Note: this is a reprint of a Montana Kaimin column that ran Nov. 10, 2010. I’m having a delightful week living off sub sandwiches and pizza my mom sent home with me, and will probably resume cooking properly next week.
My Saturday mornings are now bereft and empty since the farmer’s markets are over for the year. I bought a ton of veggies at the last market, thinking they’d last a while. But I love produce like I love beer; I try to stock up, but I always just use it all at once. So here I am, a few weeks later, trying to use the odd remainders of vegetables I bought.
I’m also at the semi-hungry couple weeks in November when I’ve run out of the eggs my parents brought me, and I’m trying to stretch my food until Thanksgiving, when I can raid my mom’s pantry again. (Granted, I’ve also blown most of my grocery money this month because Bayern is making Doppelbock again, and it’s my favorite beer ever.)
The obvious answer to these dilemmas is to make soup. You know what makes it extra delicious? A little booze. The beauty of cooking with alcoholic beverages is that you only need to pour in a little bit to add some nice flavor, and then you drink the rest! A little dark beer or dry wine improves just about everything.
Though I do not cook with Doppelbock.
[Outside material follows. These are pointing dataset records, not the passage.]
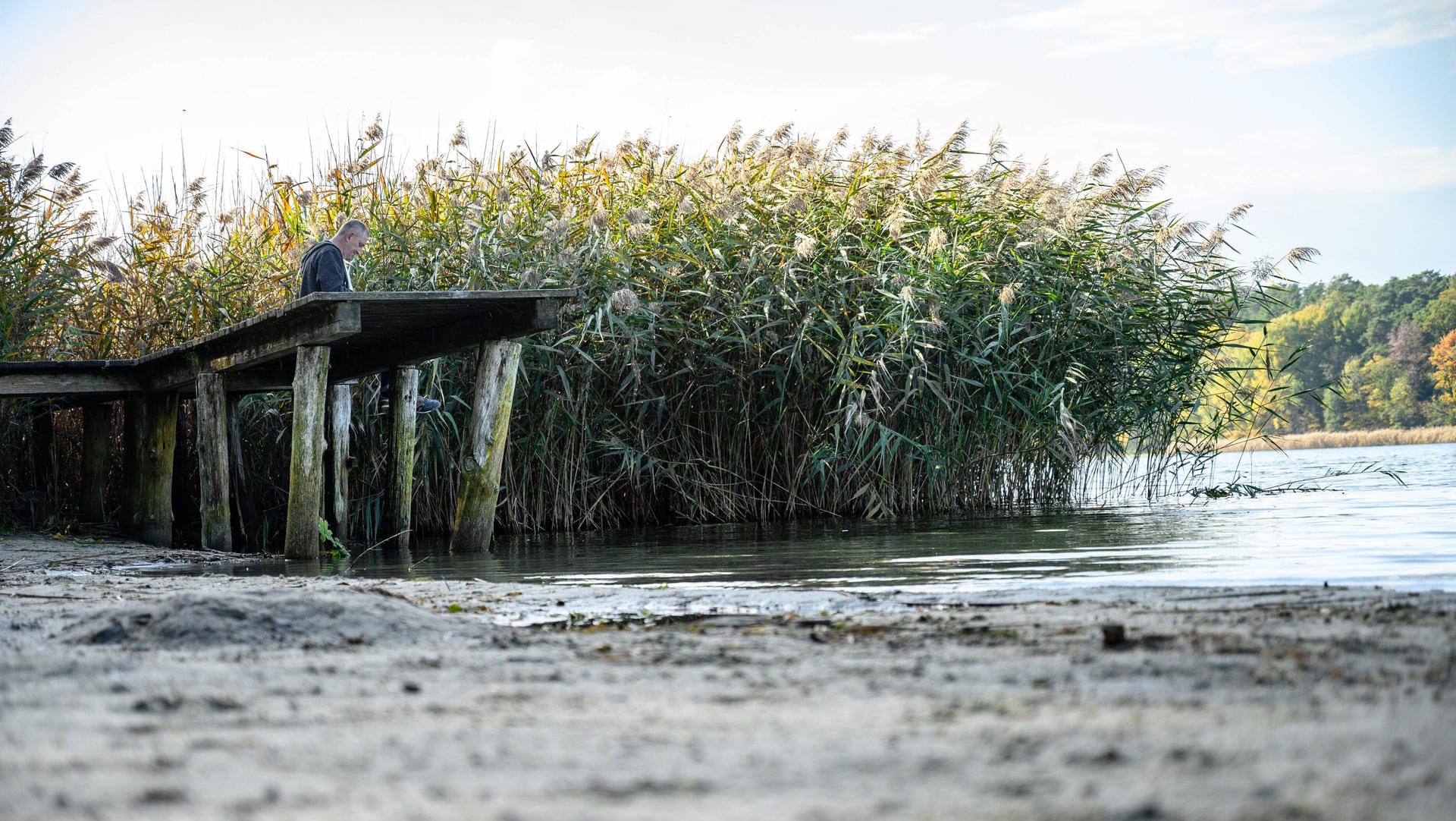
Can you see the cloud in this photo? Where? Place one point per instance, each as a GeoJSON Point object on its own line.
{"type": "Point", "coordinates": [897, 36]}
{"type": "Point", "coordinates": [1245, 36]}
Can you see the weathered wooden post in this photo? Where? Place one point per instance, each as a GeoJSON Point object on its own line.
{"type": "Point", "coordinates": [42, 462]}
{"type": "Point", "coordinates": [153, 437]}
{"type": "Point", "coordinates": [337, 491]}
{"type": "Point", "coordinates": [310, 379]}
{"type": "Point", "coordinates": [485, 446]}
{"type": "Point", "coordinates": [400, 480]}
{"type": "Point", "coordinates": [243, 510]}
{"type": "Point", "coordinates": [212, 462]}
{"type": "Point", "coordinates": [95, 459]}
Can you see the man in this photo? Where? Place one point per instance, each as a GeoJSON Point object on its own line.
{"type": "Point", "coordinates": [324, 268]}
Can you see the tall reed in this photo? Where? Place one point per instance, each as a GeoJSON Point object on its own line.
{"type": "Point", "coordinates": [788, 326]}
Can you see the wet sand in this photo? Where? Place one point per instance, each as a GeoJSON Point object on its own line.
{"type": "Point", "coordinates": [126, 696]}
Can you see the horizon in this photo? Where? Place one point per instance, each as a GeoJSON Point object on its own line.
{"type": "Point", "coordinates": [1337, 121]}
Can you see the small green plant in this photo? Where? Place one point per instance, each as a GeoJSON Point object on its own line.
{"type": "Point", "coordinates": [332, 546]}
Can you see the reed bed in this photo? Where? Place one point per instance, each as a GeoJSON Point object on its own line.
{"type": "Point", "coordinates": [1442, 434]}
{"type": "Point", "coordinates": [785, 328]}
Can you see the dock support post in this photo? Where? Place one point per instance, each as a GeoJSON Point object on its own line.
{"type": "Point", "coordinates": [42, 456]}
{"type": "Point", "coordinates": [337, 469]}
{"type": "Point", "coordinates": [95, 461]}
{"type": "Point", "coordinates": [155, 437]}
{"type": "Point", "coordinates": [485, 446]}
{"type": "Point", "coordinates": [212, 464]}
{"type": "Point", "coordinates": [310, 379]}
{"type": "Point", "coordinates": [243, 508]}
{"type": "Point", "coordinates": [400, 480]}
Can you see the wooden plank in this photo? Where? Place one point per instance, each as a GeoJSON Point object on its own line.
{"type": "Point", "coordinates": [156, 420]}
{"type": "Point", "coordinates": [370, 332]}
{"type": "Point", "coordinates": [95, 461]}
{"type": "Point", "coordinates": [76, 382]}
{"type": "Point", "coordinates": [400, 481]}
{"type": "Point", "coordinates": [306, 469]}
{"type": "Point", "coordinates": [343, 322]}
{"type": "Point", "coordinates": [337, 467]}
{"type": "Point", "coordinates": [212, 464]}
{"type": "Point", "coordinates": [362, 358]}
{"type": "Point", "coordinates": [485, 446]}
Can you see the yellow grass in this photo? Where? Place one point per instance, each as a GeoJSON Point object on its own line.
{"type": "Point", "coordinates": [1351, 439]}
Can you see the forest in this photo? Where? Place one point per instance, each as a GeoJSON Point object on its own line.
{"type": "Point", "coordinates": [1360, 357]}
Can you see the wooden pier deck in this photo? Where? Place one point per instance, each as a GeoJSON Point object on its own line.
{"type": "Point", "coordinates": [312, 347]}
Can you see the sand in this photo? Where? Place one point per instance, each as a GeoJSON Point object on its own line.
{"type": "Point", "coordinates": [127, 696]}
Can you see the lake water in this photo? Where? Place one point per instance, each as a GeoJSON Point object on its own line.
{"type": "Point", "coordinates": [1365, 529]}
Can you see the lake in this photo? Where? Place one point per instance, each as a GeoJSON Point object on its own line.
{"type": "Point", "coordinates": [1363, 529]}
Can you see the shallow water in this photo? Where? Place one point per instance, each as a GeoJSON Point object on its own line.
{"type": "Point", "coordinates": [1365, 529]}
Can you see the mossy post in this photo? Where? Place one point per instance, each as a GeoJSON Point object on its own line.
{"type": "Point", "coordinates": [310, 382]}
{"type": "Point", "coordinates": [400, 488]}
{"type": "Point", "coordinates": [155, 431]}
{"type": "Point", "coordinates": [337, 467]}
{"type": "Point", "coordinates": [243, 508]}
{"type": "Point", "coordinates": [212, 462]}
{"type": "Point", "coordinates": [42, 459]}
{"type": "Point", "coordinates": [485, 445]}
{"type": "Point", "coordinates": [95, 459]}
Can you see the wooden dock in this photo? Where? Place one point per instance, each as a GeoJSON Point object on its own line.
{"type": "Point", "coordinates": [312, 347]}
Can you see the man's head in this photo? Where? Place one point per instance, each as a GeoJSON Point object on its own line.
{"type": "Point", "coordinates": [351, 239]}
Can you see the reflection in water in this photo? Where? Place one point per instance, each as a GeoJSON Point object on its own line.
{"type": "Point", "coordinates": [1370, 530]}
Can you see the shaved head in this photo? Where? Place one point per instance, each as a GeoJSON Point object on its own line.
{"type": "Point", "coordinates": [351, 239]}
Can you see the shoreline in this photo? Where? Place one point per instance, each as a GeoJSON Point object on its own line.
{"type": "Point", "coordinates": [341, 697]}
{"type": "Point", "coordinates": [1316, 440]}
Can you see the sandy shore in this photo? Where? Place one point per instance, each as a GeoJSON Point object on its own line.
{"type": "Point", "coordinates": [126, 696]}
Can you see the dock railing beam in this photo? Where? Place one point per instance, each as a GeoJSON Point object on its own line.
{"type": "Point", "coordinates": [212, 464]}
{"type": "Point", "coordinates": [485, 446]}
{"type": "Point", "coordinates": [310, 379]}
{"type": "Point", "coordinates": [400, 481]}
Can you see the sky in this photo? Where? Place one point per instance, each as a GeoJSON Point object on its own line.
{"type": "Point", "coordinates": [1337, 120]}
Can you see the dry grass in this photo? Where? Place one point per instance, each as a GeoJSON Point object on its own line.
{"type": "Point", "coordinates": [785, 328]}
{"type": "Point", "coordinates": [1350, 439]}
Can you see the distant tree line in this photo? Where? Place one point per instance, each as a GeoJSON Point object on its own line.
{"type": "Point", "coordinates": [1362, 357]}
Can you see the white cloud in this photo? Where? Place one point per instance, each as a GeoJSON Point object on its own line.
{"type": "Point", "coordinates": [897, 36]}
{"type": "Point", "coordinates": [1245, 36]}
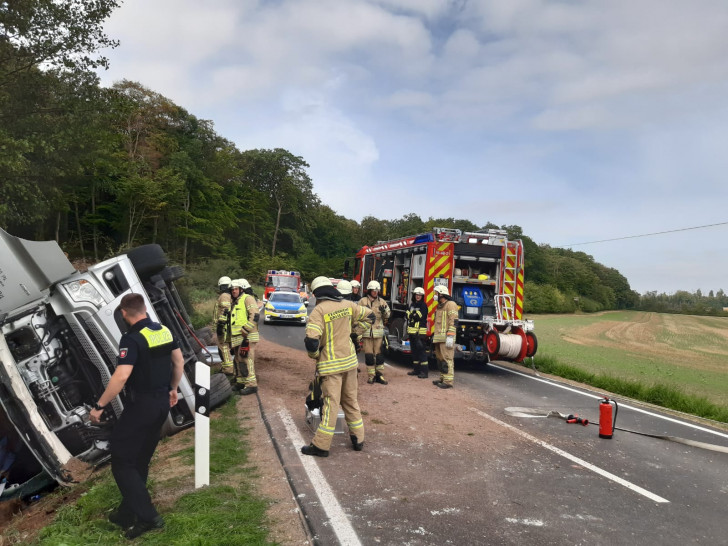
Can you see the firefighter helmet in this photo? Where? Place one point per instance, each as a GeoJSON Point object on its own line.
{"type": "Point", "coordinates": [442, 290]}
{"type": "Point", "coordinates": [318, 282]}
{"type": "Point", "coordinates": [344, 287]}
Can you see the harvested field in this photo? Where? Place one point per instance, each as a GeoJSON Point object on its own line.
{"type": "Point", "coordinates": [682, 351]}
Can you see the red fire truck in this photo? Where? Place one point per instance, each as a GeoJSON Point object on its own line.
{"type": "Point", "coordinates": [277, 279]}
{"type": "Point", "coordinates": [483, 272]}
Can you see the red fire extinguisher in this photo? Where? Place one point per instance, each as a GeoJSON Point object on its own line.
{"type": "Point", "coordinates": [607, 424]}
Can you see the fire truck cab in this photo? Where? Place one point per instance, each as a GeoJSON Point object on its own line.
{"type": "Point", "coordinates": [483, 272]}
{"type": "Point", "coordinates": [278, 279]}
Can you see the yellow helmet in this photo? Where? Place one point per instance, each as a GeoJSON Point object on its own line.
{"type": "Point", "coordinates": [442, 290]}
{"type": "Point", "coordinates": [344, 287]}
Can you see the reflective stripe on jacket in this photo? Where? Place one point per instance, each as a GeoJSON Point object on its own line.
{"type": "Point", "coordinates": [243, 311]}
{"type": "Point", "coordinates": [417, 318]}
{"type": "Point", "coordinates": [377, 329]}
{"type": "Point", "coordinates": [332, 323]}
{"type": "Point", "coordinates": [445, 316]}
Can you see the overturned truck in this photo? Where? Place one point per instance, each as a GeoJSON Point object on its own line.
{"type": "Point", "coordinates": [59, 334]}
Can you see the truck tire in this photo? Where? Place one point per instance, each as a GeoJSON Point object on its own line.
{"type": "Point", "coordinates": [172, 273]}
{"type": "Point", "coordinates": [220, 390]}
{"type": "Point", "coordinates": [147, 260]}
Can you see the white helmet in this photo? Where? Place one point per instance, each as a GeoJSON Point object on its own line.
{"type": "Point", "coordinates": [344, 287]}
{"type": "Point", "coordinates": [318, 282]}
{"type": "Point", "coordinates": [440, 289]}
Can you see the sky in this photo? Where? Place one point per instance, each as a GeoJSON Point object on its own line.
{"type": "Point", "coordinates": [579, 121]}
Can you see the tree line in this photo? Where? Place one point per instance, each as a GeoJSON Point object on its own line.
{"type": "Point", "coordinates": [101, 170]}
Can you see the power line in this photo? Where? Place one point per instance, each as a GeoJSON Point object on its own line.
{"type": "Point", "coordinates": [644, 235]}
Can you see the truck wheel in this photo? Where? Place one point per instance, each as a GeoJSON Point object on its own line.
{"type": "Point", "coordinates": [147, 260]}
{"type": "Point", "coordinates": [220, 390]}
{"type": "Point", "coordinates": [172, 273]}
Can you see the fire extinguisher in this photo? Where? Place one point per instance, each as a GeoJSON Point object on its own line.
{"type": "Point", "coordinates": [607, 424]}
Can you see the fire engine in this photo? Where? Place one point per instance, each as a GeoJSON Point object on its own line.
{"type": "Point", "coordinates": [277, 279]}
{"type": "Point", "coordinates": [483, 272]}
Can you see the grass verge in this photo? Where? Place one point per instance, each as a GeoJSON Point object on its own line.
{"type": "Point", "coordinates": [224, 513]}
{"type": "Point", "coordinates": [659, 394]}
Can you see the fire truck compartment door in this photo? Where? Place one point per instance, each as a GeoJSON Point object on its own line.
{"type": "Point", "coordinates": [418, 266]}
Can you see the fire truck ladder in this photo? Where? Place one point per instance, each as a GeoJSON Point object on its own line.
{"type": "Point", "coordinates": [505, 303]}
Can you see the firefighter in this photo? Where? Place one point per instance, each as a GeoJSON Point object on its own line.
{"type": "Point", "coordinates": [345, 288]}
{"type": "Point", "coordinates": [220, 316]}
{"type": "Point", "coordinates": [244, 336]}
{"type": "Point", "coordinates": [416, 332]}
{"type": "Point", "coordinates": [443, 339]}
{"type": "Point", "coordinates": [355, 290]}
{"type": "Point", "coordinates": [328, 341]}
{"type": "Point", "coordinates": [372, 337]}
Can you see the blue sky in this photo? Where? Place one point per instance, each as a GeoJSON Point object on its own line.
{"type": "Point", "coordinates": [578, 121]}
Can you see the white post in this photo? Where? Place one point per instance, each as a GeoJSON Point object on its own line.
{"type": "Point", "coordinates": [202, 425]}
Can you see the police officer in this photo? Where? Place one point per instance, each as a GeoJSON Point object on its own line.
{"type": "Point", "coordinates": [446, 314]}
{"type": "Point", "coordinates": [220, 316]}
{"type": "Point", "coordinates": [416, 332]}
{"type": "Point", "coordinates": [150, 364]}
{"type": "Point", "coordinates": [372, 337]}
{"type": "Point", "coordinates": [328, 341]}
{"type": "Point", "coordinates": [244, 336]}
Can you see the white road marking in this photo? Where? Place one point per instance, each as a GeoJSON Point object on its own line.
{"type": "Point", "coordinates": [621, 405]}
{"type": "Point", "coordinates": [577, 460]}
{"type": "Point", "coordinates": [338, 519]}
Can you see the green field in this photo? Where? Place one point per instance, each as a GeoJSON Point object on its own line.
{"type": "Point", "coordinates": [687, 353]}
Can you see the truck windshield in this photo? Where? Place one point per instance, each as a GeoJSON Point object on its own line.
{"type": "Point", "coordinates": [285, 282]}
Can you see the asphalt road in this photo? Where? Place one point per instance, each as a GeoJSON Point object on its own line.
{"type": "Point", "coordinates": [540, 480]}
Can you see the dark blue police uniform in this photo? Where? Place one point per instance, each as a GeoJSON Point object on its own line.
{"type": "Point", "coordinates": [147, 346]}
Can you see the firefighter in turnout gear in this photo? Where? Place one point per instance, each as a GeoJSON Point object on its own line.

It is my precious. This recipe, like most everything I do, is a rough approximation. Soup is not a precise art, since it’s about chucking in whatever you think will make it tasty. You can certainly substitute any of the random excess veggies you have lying around.
Farmers Market Remainder White Wine and Bean Soup
1–2 peppers of any persuasion, preferably ancho chilies
1/3 cup dry white wine
Spices: basil and a bay leaf, at minimum
Can of beans — garbanzo or great northern are tasty
Dice vegetables and sauté in the bottom of a soup pot in hot oil. Add your wine— I typically use a pinot grigio — and let the alcohol cook off. When the onions are softened, pour in a quart of water and soup stock to taste. (I like the powdered chicken stock that you can buy at the bulk section of Good Food Store.) Stir in the spices and bay leaf. Add pepper and salt as needed. Let the soup simmer until vegetables are tender, then add a can of beans if you got ‘em. Serve this up with a bit of bread and cheese, and you have a delicious meal made out of practically nothing that will last you for days. Or, two minutes, if you also feed your roommates.